Scientific classification
- Kingdom: Plantae
- Clade: Embryophytes
- Clade: Tracheophytes
- Clade: Spermatophytes
- Clade: Angiosperms
- Clade: Eudicots
- Clade: Asterids
- Order: Boraginales
- Family: Boraginaceae
- Genus: Lithospermum
- Species: L. caroliniense
- Binomial name: Lithospermum caroliniense (Walter ex J.F. Gmel.) MacMill.

= Lithospermum caroliniense =

- Genus: Lithospermum
- Species: caroliniense
- Authority: (Walter ex J.F. Gmel.) MacMill.
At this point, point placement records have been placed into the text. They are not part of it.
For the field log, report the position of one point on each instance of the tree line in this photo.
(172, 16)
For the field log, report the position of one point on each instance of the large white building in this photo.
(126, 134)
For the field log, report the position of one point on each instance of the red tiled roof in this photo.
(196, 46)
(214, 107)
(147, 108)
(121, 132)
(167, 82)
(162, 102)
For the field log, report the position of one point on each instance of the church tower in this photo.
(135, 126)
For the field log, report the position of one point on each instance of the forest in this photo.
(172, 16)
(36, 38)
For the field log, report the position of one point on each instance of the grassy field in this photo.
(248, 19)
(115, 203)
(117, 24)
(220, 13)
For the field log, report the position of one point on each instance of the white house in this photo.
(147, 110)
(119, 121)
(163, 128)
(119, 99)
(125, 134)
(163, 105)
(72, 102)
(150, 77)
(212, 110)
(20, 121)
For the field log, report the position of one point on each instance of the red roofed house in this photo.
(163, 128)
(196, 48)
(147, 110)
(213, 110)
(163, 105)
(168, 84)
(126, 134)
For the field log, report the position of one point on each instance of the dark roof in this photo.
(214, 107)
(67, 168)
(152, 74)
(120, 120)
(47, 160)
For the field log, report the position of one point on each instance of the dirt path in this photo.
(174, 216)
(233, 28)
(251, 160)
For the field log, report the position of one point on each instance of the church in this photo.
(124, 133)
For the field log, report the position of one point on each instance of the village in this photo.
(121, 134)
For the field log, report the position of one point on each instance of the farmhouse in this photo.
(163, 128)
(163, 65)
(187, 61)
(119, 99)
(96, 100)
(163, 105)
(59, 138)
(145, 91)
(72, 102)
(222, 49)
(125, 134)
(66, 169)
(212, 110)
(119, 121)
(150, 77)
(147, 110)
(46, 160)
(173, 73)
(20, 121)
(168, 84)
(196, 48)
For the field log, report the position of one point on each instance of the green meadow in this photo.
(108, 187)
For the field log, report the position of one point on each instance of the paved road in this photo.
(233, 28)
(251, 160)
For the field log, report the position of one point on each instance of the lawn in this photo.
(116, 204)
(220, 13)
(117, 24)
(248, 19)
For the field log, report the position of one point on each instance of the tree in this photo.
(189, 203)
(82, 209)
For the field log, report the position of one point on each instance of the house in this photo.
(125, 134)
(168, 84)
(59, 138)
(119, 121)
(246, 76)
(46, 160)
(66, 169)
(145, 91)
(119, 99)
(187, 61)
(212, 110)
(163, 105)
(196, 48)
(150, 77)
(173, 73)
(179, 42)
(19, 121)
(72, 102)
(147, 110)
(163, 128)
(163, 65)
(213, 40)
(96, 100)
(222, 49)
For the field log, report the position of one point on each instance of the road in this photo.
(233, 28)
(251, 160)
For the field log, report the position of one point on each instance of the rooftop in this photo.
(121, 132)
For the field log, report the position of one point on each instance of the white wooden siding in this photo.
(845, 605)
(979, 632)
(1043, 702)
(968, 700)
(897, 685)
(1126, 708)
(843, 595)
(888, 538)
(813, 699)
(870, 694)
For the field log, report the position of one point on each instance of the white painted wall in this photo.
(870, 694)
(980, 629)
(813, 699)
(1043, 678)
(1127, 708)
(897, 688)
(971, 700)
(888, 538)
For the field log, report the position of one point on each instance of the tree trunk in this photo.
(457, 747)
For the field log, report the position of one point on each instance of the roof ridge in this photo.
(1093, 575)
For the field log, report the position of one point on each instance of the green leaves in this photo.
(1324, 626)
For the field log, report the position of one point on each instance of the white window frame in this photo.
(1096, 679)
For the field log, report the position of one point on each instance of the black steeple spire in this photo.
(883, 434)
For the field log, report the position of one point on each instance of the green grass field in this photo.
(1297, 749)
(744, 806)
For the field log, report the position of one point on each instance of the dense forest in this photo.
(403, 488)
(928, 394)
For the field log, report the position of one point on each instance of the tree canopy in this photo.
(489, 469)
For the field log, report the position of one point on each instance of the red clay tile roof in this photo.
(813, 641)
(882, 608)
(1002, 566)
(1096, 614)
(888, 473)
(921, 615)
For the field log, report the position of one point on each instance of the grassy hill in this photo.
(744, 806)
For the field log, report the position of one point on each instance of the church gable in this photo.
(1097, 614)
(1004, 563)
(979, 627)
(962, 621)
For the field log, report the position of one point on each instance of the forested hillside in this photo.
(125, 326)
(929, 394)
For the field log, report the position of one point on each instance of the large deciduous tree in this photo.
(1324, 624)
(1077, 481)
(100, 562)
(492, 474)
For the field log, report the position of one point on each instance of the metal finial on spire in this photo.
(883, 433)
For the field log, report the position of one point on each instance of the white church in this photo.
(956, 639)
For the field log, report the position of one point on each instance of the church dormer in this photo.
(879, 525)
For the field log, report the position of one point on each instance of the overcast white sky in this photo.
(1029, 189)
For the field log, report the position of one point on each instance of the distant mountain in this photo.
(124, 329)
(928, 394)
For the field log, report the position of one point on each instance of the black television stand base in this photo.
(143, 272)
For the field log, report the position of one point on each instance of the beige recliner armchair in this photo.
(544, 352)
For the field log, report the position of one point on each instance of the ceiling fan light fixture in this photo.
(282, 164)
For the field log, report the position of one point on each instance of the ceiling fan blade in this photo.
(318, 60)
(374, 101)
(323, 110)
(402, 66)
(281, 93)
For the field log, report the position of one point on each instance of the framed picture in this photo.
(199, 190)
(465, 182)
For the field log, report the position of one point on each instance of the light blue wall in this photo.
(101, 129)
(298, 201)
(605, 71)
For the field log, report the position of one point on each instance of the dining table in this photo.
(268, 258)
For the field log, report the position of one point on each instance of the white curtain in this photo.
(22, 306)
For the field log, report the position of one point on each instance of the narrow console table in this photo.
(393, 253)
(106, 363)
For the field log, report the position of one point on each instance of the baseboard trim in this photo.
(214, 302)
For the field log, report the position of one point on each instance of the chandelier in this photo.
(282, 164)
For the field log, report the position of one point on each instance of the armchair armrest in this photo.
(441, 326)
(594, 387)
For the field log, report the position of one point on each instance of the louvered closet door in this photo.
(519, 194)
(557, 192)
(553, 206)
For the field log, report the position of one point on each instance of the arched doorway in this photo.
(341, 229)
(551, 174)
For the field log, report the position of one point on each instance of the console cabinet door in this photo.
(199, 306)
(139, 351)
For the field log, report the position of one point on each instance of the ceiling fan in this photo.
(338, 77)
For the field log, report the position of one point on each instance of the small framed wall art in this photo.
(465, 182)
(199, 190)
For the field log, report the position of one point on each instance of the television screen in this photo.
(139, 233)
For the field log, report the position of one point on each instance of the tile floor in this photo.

North American species of flowering plant in the borage family

Lithospermum caroliniense, commonly known as the hairy puccoon or Carolina puccoon or Plains puccoon, is a flowering plant found in the Midwestern United States and Canadian provinces surrounding the Great Lakes. The plant grows in sandhills, pine barrens, and dry, sandy woods.

==Description==
Dr. Robert W. Poole and Dr. Patricia Gentili describe the hairy puccoon as follows:

Flowers large (up to 1 inch in diameter) yellow-orange with 5 petals and basal parts of petals fused into a long corolla tube. Stamens hidden in corolla tube. Flowers arranged in a flat-topped cluster or weakly curled, short sprays. Stem and leaves coarsely hairy. Leaves broadest in the middle, tapering at either end, and outer margin smooth. Plant 1 to 2.5 feet in height.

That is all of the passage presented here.